Hola! Today we’re looking at flowers, catering, and decorations.
There are a lot of options here. If you’re only using flowers for your bridal party, including parents, it can be pretty cheap, depending on how creative you get. Use vintage flower brooches for your bouquet and boutonnieres, make them out of doorknobs, use buttons and floral wire. If you’re really strapped for cash, or just want to save, don’t give the parents corsages or boutonnieres or just skimp on the grandparents. Research online flower shops and order a week to two weeks before your wedding to ensure freshness. Buying bulk that way will save you some dough!

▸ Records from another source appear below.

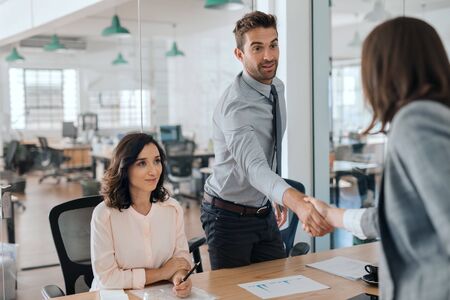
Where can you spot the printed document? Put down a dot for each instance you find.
(342, 266)
(284, 286)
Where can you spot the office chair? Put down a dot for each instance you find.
(288, 234)
(179, 166)
(17, 182)
(52, 159)
(70, 226)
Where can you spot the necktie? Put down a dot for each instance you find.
(276, 125)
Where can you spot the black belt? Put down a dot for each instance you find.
(238, 208)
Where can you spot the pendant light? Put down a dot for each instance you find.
(378, 12)
(54, 44)
(174, 51)
(119, 60)
(14, 55)
(116, 28)
(356, 40)
(224, 4)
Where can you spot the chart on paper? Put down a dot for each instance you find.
(284, 286)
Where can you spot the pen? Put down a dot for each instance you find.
(190, 272)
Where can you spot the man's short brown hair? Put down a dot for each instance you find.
(251, 21)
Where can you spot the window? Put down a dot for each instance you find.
(43, 98)
(120, 109)
(349, 111)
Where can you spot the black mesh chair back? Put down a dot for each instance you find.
(43, 142)
(288, 234)
(10, 153)
(180, 158)
(70, 225)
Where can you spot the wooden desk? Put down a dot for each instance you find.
(224, 283)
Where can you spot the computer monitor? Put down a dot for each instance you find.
(69, 130)
(170, 133)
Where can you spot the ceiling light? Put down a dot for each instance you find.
(224, 4)
(174, 51)
(54, 44)
(356, 40)
(14, 55)
(115, 28)
(119, 60)
(378, 13)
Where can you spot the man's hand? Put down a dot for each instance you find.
(333, 215)
(181, 289)
(308, 215)
(280, 214)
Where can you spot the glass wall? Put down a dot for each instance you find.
(356, 161)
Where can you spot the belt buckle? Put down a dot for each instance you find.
(262, 211)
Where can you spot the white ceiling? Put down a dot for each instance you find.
(157, 18)
(346, 12)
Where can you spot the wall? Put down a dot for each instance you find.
(197, 80)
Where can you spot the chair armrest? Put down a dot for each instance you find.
(194, 247)
(196, 242)
(51, 291)
(299, 249)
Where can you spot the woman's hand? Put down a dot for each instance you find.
(173, 265)
(181, 289)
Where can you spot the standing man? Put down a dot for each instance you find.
(248, 125)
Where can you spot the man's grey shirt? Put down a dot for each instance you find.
(244, 143)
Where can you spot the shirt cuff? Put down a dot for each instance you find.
(277, 193)
(138, 278)
(352, 222)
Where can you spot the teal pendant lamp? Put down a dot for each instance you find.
(119, 60)
(224, 4)
(54, 44)
(14, 56)
(115, 28)
(174, 51)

TIP* If you’re using silk, go for high quality on things that will be consistently photographed like bouquets and boutonnieres.
In our case, we again scoured Etsy and found the miracle that is Milkpod Studios. All of her flowers are made from fabric scraps that she’s collected over the years. Bonus! They last forever. No worries about dried petals withering away or paying someone to preserve it!
For decorations around the altar, on the tables, or down the aisle, make paper flowers! If you’re willing to get your hands moving there are some great tutorials out there. (YouTube, hello!) If you’re getting married outdoors, there’s really no need to pump it up and take away from nature’s beauty. Use cattail, feathers, long grass, ribbon, paper, anything to save you money. Flowers can get pricey when you’re decorating a big space so get creative and don’t be afraid to DIY some things! Have a party! Woo! DIY doesn’t mean skimping!
This, too, will take a big hunk of your budget. If you’re having a morning wedding or early afternoon don’t serve a big meal. Light hors d’oeuvres and, of course, cake!, will suffice! However, for a wedding after 5 PM guests will expect a meal. This is where it can get pricey! Most catering businesses charge $9-20 a head. Fortunately for us, my mom runs a cake business and is an AMAZING cook and has catered several weddings and events and did it deliciously for us. If you have someone like this in your family, ask politely if they’d be willing to help. Paying them a little something would be sweet, too.
TIP* When asking your family for help, if they’re doing something pretty difficult and substantial, like catering, consider giving them something for compensation. i.e.: gift cards, gas cards if they’re traveling out of town, or cash! It’s a good idea to thank those helping you out of the goodness of their hearts anyway! PS: Martha Stewart’s website has great tips on how to tip those helping with your wedding, like your officiator!
When planning a menu think about what time of year your wedding is. Ours was in the fall so we opted for hearty stews, winter salads, and cheeses. If yours is a spring wedding opt for bright foods with big flavor like fruit kabobs and grilled chicken! Summer wedding? Watermelon, lemonades, and fish tacos.
My favorite. Again. Tons of options here. Like the flowers and all those before, get creative. If you’re using round tables, think about using patterned tablecloths and conservative centerpieces instead of white tablecloths that can make the table look blank. Using long rectangular tables? Use a light patterned tablecloth, or a white one, with a skinny colored runner all the way down with small flower arrangements down the way.
Our venue offered white or ivory tablecloths with different overlays. We decided on the ivory, to match my dress, and bought burlap coffee bean sacks. We cut the seams down the sides and used them as runners on our round tables. For our centerpieces we took all of our old books and borrowed old frames from my aunt’s antique shop. We laid the frame in the middle of the table and stacked the books in the middle and set our collection of small vases on top. (Our venue provided the greenery and we bought the cotton and wheat stalks in bulk online for cheap!) TIP* Use what you already have. Don’t start collecting tons of vases if you already have a small collection of your own! We had 70% of the books we needed already in the house! (We used about 3 per table.)